With features like these to boast, Ireland’s farms are “showcasing the best in modern food production”, according to Mr Hayden.

“It's science-based — it's a marriage of value of traditional family farming and all that is good about that, but it's embracing technology, and it's recognising our important role as custodians of our natural history and of nature,” he said.

“That comes naturally rather than something that's imposed, this was voluntarily surrendered to nature.” 

Benefitting from the way the land is managed too are the Baileys ladies.

The Hayden's herd has a high EBI herd, with high solids of fat and protein, he said. They have a split calving system of 30% in the autumn and 70% in the springtime.

“That's necessary, we need that for the supply pattern for Tirlán for the winter milk contract and also to get the quality right to have the lactose levels high, etc, which is so important for the cream going into Baileys,” Mr Hayden said.

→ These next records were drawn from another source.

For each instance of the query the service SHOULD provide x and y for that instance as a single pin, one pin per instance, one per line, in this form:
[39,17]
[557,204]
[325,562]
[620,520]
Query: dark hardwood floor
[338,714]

He has milked millions of cows on the farm in the past 48 years — looking after the animals is his “great passion in life”.

Christmas carols

Mr Hayden garnered much positive attention a few years ago for playing Christmas carols to the cows, saying that there are great benefits for the herd.

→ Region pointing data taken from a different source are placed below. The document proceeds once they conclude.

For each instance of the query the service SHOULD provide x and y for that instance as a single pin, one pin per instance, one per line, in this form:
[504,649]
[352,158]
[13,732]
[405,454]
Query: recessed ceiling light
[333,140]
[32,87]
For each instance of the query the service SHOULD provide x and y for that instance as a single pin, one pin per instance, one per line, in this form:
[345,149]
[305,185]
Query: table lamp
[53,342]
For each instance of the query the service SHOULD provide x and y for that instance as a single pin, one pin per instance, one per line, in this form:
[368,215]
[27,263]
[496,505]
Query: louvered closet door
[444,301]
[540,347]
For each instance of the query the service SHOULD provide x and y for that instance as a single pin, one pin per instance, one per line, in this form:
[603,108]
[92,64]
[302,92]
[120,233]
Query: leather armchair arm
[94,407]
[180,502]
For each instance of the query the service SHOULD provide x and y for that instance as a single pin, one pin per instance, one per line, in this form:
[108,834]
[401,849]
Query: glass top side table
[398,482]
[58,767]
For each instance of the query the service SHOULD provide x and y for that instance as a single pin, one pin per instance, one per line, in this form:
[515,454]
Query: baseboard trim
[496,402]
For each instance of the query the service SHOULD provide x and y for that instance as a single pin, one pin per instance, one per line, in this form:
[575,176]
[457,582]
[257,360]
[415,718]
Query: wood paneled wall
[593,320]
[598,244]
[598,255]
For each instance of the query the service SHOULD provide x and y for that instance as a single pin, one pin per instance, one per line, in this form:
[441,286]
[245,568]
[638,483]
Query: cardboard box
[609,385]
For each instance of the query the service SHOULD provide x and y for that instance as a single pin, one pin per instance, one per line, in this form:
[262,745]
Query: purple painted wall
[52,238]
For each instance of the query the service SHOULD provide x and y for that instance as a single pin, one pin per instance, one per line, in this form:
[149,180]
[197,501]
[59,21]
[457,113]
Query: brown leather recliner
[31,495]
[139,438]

“I know for most people they see the cows in the field, they’re black and white, four legs, tail and a head. If that’s all people like myself saw, we probably would have given up the ghost a long time ago,” he said.

They are a wonderful gift of nature. They’re a beautiful creature, I always say they give back four times everything you give to them.

“It is that relationship with the animals and it's the great opportunities that we have today through science-based breeding that we have wonderful, healthy, productive, fertile cows.” 

Mr Hayden said his cows were very happy “because they are at one with nature, out on pasture night and day for most of the year”.

“Now science is telling us they are happy because we can actually measure that happiness through measuring the somatic cells in the milk,” he said.

“The somatic cell level is an indication of stress or subclinical infection in the cow's life.

“So by that constant monitoring, and then doing a monthly check on each cow, we can profile the stress levels of every cow.

 Joe Hayden believes Baileys has done a lot of good for the Irish dairy industry in terms of promotion, and also helping Tirlán suppliers in becoming more sustainable producers. Picture: Moya Nolan
Joe Hayden believes Baileys has done a lot of good for the Irish dairy industry in terms of promotion, and also helping Tirlán suppliers in becoming more sustainable producers. Picture: Moya Nolan

“Stress has a huge impact on the shelf life of a product, when somatic cell counts are high.” 

The happier the cow, the better the quality of the milk, the better the premium a farmer will attract, and the better the taste of Baileys in the end — everyone’s a winner, according to Mr Hayden.

“We all need to do what’s right. Regardless of economics, ethical farming is so important," he said.

However, Mr Hayden added: “I’m not suggesting for a moment we're perfect, we are imperfect.

“But with a whole-of-industry approach to doing things better, we are the envy of the world.” 

The farm engages with thousands of people a year through activities such as farm visits, according to Mr Hayden.

“Many food and farm study groups from all over the world come here to the Baileys farm, to see with this immense curiosity this great story and want to engage with a farmer, spend time with the cows, and just see the reality of it for themselves,” according to Mr Hayden.

'Immensely rewarding'

“It's immensely rewarding."

Mr Hayden believes Baileys has done a lot of good for the Irish dairy industry in terms of promotion, and also helping Tirlán suppliers in becoming more sustainable producers.

“Here at the farm, we're very proud to be associated with them,” he said.

“We’re not just reaching out to the other farmers, we’re touching the hearts and the minds of consumers all over the world.” 

When those consumers come in their busloads to see the home of Irish Baileys, Mr Hayden said he could stand in his field with the Baileys ladies and feel “excitement” for this adventure he is on, and it is a “quite humbling, and wonderful” experience meeting fellow lovers of the liqueur.